What marine microbiology says about us
February 24, 2009

At the opening ceremonies of the 2004 Olympics, Björk, our most delightfully alien pop singer, sang her song “Oceania” while swaying her arms like an anemone. Representing the goddess Mother Ocean, she told the people of Earth, “Your sweat is salty / I am why.”

Alien Ocean: Anthropological Voyages in Microbial Seas
By Stefan Helmreich
University of California Press, 2009, $60.00/$24.95 paper

Stefan ­Helmreich, an MIT anthro­pology professor who had been working on his book Alien Ocean for a few years, watched with fascination. Björk, he says, was retelling an old and enduring story about the seas that persists even in the way marine microbiologists describe their work: “The ocean is the source of all life; it’s a life-giving fluid.”

Helmreich spent years doing fieldwork among these scientists, listening carefully as he sat next to people piloting deep-sea robots and gathered virus samples in the Sargasso Sea with researchers working for the renowned MIT microbiologist Penny Chisholm. Alien Ocean tells their stories and explores how their approach is shaped not only by the scientific method but by cultural ideas, some of them from science fiction. In turn, ­Helmreich argues, marine biologists’ scientific narratives enter the popular culture and shape our understanding of the ocean.

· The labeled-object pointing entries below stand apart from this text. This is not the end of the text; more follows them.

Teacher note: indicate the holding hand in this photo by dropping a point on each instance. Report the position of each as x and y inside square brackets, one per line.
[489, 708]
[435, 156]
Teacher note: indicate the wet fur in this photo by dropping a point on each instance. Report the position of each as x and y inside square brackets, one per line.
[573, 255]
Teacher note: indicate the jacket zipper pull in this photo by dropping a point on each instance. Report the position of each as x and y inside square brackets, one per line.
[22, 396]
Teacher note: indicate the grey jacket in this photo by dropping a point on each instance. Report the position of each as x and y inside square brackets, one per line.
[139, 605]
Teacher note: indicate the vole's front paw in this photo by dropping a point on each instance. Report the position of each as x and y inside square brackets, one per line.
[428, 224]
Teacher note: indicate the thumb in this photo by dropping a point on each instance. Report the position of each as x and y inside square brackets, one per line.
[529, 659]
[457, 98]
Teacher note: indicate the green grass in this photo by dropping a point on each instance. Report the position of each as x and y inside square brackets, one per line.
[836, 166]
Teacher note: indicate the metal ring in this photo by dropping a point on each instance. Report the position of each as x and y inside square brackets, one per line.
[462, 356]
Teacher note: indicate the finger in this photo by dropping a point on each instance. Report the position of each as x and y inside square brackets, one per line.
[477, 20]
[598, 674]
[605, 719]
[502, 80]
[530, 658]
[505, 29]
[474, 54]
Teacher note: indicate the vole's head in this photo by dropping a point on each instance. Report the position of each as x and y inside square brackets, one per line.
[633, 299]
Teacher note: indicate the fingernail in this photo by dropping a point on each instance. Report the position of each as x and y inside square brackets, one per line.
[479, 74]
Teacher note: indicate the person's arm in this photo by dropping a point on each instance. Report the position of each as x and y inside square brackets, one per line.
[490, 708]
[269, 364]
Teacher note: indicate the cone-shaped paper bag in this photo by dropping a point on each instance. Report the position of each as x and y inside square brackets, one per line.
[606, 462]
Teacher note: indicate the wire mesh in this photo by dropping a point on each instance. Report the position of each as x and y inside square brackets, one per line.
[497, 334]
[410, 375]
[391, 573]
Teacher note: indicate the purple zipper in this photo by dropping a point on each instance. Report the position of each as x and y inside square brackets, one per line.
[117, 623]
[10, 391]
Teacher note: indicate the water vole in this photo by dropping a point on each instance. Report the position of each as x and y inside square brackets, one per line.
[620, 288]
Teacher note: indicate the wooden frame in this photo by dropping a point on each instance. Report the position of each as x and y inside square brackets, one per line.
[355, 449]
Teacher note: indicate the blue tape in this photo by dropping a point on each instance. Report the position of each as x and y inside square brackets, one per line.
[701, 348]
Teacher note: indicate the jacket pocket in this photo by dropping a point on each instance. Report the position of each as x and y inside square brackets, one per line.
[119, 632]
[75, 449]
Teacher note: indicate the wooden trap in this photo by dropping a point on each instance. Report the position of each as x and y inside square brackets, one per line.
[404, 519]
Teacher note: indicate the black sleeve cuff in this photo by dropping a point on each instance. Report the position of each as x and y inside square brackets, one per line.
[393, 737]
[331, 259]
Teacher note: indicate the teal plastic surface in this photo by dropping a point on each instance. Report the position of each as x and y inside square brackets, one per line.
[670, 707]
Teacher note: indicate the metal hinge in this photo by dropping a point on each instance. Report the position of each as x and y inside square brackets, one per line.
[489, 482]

One of the pleasures of Alien Ocean is Helmreich’s playfulness. ­Steinbeck and ­Melville are touchstones, as are Star Trek and the Chemical Brothers. As Helmreich reminds us, the ocean in Western culture has always been seen as a “massive other,” frightening and full of monsters. For 19th-century Americans, the whale was the symbol of the sea: dangerous, but also an emblem of commerce, trade, and adventure. In the last century, the dolphin was the ocean’s lovable mascot, a symbol for the environmental movement. Now, in the age of gene sequencing, anxiety about climate change, and overfishing, as whales and fish become extinct while new bacterial species are discovered at a rapid pace, the ocean is “less full of giant monsters,” Helmreich says. “The oceanic sublime is becoming the oceanic slime.”

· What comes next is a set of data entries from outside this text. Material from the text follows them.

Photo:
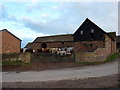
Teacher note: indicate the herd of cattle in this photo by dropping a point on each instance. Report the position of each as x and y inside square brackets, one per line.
[58, 51]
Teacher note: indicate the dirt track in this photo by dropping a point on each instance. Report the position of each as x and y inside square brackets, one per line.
[99, 82]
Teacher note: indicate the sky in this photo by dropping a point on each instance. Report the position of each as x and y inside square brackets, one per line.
[35, 18]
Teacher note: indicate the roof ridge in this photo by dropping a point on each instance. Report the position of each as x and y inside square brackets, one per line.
[10, 33]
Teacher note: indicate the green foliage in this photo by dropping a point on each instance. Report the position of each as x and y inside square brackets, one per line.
[6, 63]
[110, 58]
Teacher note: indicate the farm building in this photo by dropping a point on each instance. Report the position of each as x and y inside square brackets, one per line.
[89, 42]
[9, 42]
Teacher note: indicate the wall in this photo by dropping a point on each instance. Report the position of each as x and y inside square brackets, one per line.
[36, 46]
[88, 46]
[99, 54]
[23, 57]
[49, 57]
[10, 44]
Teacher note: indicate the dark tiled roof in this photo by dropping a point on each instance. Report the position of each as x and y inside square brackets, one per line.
[112, 34]
[118, 39]
[88, 20]
[5, 30]
[54, 38]
[29, 45]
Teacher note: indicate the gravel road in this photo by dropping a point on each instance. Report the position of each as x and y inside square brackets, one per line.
[62, 74]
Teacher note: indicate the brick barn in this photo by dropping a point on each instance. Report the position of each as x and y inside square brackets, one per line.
[89, 42]
[9, 42]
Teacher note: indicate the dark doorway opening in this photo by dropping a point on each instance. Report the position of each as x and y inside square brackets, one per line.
[43, 45]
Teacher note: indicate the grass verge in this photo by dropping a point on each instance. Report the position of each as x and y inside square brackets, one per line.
[7, 63]
[110, 58]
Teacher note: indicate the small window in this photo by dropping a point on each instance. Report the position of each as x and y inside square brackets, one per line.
[81, 32]
[92, 30]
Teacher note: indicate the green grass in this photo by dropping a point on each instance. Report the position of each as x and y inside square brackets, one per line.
[15, 63]
[110, 58]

Ocean microbes promise an understanding of our origins, a source of new drugs and cosmetics, and a better understanding of how Earth’s climate is regulated (in part through the large-scale efforts of methane-­eating microbes studied by MIT professor Ed DeLong). But the ocean is still mysterious and scary. ­One scientist suggests that ­bubbles produced by methane-­generating bacteria in the Bermuda Triangle drastically decrease a ship’s buoyancy, perhaps causing the area’s notorious shipwrecks. In the ­middle of the night, which is when Helmreich sailed over the Bermuda Triangle, the ocean still seems as dangerous as it did to Melville. As a shipmate tells Helmreich, being on the open ocean is “the closest you can get to outer space without leaving Earth.”

But if the ocean now looks alien, so too do we. Just as the oceans are full of bacteria, we’re now told that our own bodies are, cell by cell, close to 90 percent microbial. “The ocean is a fun-house mirror that reflects another version of ourselves,” says ­Helmreich. The same forces that are reshaping our understanding of the ocean–be they science fiction or science fact–are also reshaping our understanding of what it means to be human.